HAVANA Juventud Rebelde (communist youth), Jan. 18: The fact that NATO troops are now dying has exploded into a scandal that has, however, failed to mention the potential victims in Yugoslavia. Those now worrying over it have, in addition, ignored previous warnings by organizations and groups alerting them to the high toxicity levels of depleted uranium.
—Marina Menendez Quintero

NEW DELHI Hindustan Times (centrist), Jan. 13: What is noteworthy in all this is how warfare is being forced to maintain remarkable levels of good behavior. After all, war is about killing and maiming as effectively as possible. Today, this is clearly no longer the case. One reason is the increasing [number of] cases of humanitarian intervention. As these actions are legitimized on moral grounds, the soldiers concerned are held to standards of behavior that military men of previous ages would find incomprehensible.

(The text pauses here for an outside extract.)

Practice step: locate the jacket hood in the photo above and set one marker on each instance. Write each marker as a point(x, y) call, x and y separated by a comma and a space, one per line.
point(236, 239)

SOFIA Standart News (independent), Jan. 18-19: Europe is not willing to take the place of the U.S.A. in Kosovo and therefore staged the depleted uranium hysteria. The message is: “You Americans have made this uranium mess, and now you want us to pull the chestnuts out of the fire for you. No way—our public opinion won’t give us the go-ahead.” But Kosovo will need policing....Who will then carry out the duty? One of the options is Brussels putting aspiring NATO candidates Bulgaria and Romania and possibly newly inducted the loyalty test by urging them to increase their military presence. Thus the Kosovo conflict would be utterly and irrevocably balkanized.

Viewpoints includes items drawn from the U.S. Department of State’s daily digest of international media opinion.